26

56.7K 2.7K 9
                                    

Wyglądało na to, że za to co mu zrobiła, Dante chce ją upokorzyć w najgorszy możliwy sposób.
Nie odwołał ślubu na samym początku, lecz czekał aż ksiądz dojdzie do przysięgi. Dopiero wtedy, gdy Melissa cała w skowronkach wypowiedziała słowa przysięgi, on wypalił na cały kościół:
- Naprawdę myślałaś że ci się uda?
Wszyscy zamarli w bezruchu i czekali na dalszy rozwój wydarzeń, przeczuwając do czego pan młody zmierza.
-O..o co ci chodzi? - zająknęła się blondynka i poczerwieniała na twarzy.
- Drodzy goście! - krzyknął Dante na całą salę - Niestety, muszę was poinformować, że kobieta u mojego boku - wskazał Melissę palcem. - Oszukała mnie, mówiąc, że spodziewa się mojego dziecka!
Wszyscy na raz wydali głuche okrzyki zaskoczenia i westchnienia, a na sali zapanował gwar.
Dante wybrał najgorszy z najgorszych sposobów i poniekąd poczułam współczucie dla kobiety, na którą teraz wiele osób patrzyło z niemym pytaniem i oskarżeniem w oczach. Nawet jej własna rodzina. Ale z drugiej strony sama sobie zapracowała na te spojrzenia.
- Poczekaj - syknęła, chwytając Dante na ramię. - O czym ty mówisz?
On wyrwał rękę i mówił dalej podniesionym głosem.

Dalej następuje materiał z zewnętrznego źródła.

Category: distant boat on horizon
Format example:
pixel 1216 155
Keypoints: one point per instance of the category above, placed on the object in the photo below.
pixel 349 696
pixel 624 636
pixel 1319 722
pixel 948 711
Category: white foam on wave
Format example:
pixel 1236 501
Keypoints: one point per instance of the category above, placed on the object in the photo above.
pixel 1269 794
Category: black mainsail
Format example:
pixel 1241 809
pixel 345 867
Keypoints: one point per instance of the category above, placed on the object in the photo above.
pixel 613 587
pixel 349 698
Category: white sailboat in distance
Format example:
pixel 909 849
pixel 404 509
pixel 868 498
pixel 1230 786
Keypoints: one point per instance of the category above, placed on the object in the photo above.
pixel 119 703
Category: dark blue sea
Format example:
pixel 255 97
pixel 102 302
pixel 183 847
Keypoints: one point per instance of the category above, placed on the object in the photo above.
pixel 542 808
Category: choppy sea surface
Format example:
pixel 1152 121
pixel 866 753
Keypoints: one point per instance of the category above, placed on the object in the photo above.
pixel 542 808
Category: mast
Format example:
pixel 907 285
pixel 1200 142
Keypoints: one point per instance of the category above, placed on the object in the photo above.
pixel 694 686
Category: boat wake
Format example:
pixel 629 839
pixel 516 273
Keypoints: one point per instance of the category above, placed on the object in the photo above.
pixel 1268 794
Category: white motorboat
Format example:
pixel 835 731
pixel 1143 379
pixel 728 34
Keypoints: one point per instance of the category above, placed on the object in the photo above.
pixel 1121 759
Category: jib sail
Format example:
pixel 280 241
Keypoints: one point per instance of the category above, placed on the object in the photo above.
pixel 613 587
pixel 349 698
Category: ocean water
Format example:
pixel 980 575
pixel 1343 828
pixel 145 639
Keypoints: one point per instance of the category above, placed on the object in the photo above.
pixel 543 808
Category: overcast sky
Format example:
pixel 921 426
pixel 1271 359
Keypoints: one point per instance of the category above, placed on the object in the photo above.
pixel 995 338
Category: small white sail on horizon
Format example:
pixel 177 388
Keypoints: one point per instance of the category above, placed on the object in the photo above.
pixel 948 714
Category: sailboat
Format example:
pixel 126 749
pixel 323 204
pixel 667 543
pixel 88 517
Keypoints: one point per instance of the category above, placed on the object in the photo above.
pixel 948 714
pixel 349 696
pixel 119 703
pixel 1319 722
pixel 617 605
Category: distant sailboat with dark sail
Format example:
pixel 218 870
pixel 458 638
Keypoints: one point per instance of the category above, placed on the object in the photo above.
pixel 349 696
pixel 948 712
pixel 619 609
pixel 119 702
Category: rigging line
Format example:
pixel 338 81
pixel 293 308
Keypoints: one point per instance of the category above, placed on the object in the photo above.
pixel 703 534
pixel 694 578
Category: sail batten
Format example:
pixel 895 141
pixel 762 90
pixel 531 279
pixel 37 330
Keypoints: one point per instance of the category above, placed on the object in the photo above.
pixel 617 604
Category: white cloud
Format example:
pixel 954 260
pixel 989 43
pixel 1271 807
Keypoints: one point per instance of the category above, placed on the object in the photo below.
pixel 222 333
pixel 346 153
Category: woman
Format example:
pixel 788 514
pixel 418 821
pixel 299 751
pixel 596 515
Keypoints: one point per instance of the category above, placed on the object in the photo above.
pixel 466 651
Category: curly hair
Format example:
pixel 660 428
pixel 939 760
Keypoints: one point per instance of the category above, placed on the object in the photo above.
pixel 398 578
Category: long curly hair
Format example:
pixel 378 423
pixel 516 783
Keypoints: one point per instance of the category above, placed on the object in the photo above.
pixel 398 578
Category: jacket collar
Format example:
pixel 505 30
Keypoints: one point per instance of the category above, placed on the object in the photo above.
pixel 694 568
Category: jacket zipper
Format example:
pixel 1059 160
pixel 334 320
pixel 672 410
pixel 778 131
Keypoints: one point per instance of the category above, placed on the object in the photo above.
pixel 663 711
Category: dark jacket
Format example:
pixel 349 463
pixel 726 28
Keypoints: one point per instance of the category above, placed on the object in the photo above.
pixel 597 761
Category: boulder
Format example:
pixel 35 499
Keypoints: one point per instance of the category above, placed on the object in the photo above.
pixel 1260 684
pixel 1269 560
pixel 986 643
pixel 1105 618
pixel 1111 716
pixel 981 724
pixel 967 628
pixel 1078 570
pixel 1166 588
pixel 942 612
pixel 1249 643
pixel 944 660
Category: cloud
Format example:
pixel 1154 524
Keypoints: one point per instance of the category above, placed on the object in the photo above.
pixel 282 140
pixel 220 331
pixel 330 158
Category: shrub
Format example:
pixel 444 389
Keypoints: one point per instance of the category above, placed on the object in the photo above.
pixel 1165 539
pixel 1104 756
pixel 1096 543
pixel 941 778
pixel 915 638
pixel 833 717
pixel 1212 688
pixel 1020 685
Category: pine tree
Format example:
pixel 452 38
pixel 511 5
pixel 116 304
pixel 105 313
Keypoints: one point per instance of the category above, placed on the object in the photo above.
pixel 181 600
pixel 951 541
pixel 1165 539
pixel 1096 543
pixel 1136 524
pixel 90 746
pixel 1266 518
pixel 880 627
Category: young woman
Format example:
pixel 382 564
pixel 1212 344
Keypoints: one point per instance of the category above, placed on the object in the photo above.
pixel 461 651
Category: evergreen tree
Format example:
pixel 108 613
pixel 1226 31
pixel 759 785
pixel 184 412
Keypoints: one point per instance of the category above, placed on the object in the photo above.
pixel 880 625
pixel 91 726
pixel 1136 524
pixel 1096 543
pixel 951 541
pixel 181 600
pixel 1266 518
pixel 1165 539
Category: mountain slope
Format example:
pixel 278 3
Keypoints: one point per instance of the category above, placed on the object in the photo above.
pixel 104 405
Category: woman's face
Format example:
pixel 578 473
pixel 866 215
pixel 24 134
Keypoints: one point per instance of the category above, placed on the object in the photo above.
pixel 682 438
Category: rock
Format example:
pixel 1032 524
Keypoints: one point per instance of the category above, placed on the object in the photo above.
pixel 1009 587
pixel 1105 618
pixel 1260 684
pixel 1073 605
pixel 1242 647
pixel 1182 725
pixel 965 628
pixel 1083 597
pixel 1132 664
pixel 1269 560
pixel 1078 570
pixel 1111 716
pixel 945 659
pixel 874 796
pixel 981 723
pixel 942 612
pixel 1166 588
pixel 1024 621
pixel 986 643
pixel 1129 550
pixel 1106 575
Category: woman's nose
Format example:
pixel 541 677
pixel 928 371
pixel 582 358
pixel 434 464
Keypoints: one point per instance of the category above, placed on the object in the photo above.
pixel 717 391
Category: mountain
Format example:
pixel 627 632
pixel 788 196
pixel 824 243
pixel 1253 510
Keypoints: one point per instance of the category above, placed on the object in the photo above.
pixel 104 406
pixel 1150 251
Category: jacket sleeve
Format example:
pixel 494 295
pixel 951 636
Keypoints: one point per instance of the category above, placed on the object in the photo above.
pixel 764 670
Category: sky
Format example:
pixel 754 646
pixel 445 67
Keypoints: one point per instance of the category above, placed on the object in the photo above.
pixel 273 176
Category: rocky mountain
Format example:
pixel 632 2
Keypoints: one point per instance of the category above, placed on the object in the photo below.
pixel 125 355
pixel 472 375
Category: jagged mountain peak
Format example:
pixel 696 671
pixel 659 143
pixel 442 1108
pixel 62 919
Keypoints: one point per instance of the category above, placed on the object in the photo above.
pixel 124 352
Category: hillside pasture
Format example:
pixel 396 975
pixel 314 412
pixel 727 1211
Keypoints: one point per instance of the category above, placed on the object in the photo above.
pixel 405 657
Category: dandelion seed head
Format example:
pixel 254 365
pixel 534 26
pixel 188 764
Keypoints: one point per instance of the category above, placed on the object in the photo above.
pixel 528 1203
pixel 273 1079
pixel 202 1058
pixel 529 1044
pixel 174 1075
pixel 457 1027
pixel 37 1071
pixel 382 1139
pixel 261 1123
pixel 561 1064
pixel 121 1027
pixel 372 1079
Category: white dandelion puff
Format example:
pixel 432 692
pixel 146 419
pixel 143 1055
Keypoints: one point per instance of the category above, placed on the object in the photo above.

- Sergio i Luca sprawdzili wszystko, i wiem, że nie jesteś w ciąży. - spojrzał na gości - Nie muszę chyba mówić, że w tej sytuacje ślub nie będzie miał miejsca.
Z ulgą wypuściłam powietrze, które jak teraz zauważyłam, wstrzymywałam jakiś czas.
Goście patrzyli po sobie zszokowani, aż w końcu matka Melissy, Isabella, wystrzeliła z miejsca.
- Czy to prawda, córko? - zapytała surowym tonem, a Melissa aż skuliła się pod jej spojrzeniem.
- Matko, wszystko wytłumaczę.. - zaczęła, ale teraz jej ojciec wstał i wskazał palcem na pokój.
- Za mną. W tej chwili! - krzyknął i cała trójka zniknęła za drzwiami.
Na chwilę, czas jakby się zatrzymał. Wszyscy staliśmy w miejscu i nikt nie chciał pierwszy wykonać jakiegokolwiek ruchu.
W końcu jednak ojciec Melissy wyszedł i oświadczył że ślub został odwołany.
- Bardzo przepraszam za wszystko. - skłonił się lekko ze wstydem za swoją córkę.
- I to by było na tyle. - skomentował Sergio, wyraźnie ucieszony.
Kilka minut później wszyscy siedzieliśmy u mnie w pokoju i każdy komentował zajście.
- Dobrze jej tak - rzekła Stella.
- Ja uważam że mógł to zrobić trochę delikatniej.- dodała Jess.
- No. - mruknęłam.
- Misja wykonana! - zawołał Sergio i przybił mi piątkę. - Możemy wracać do domu.
- Co z Dante? - zapytałam go.
- Wraca z nami, bella. - puścił mi oczko.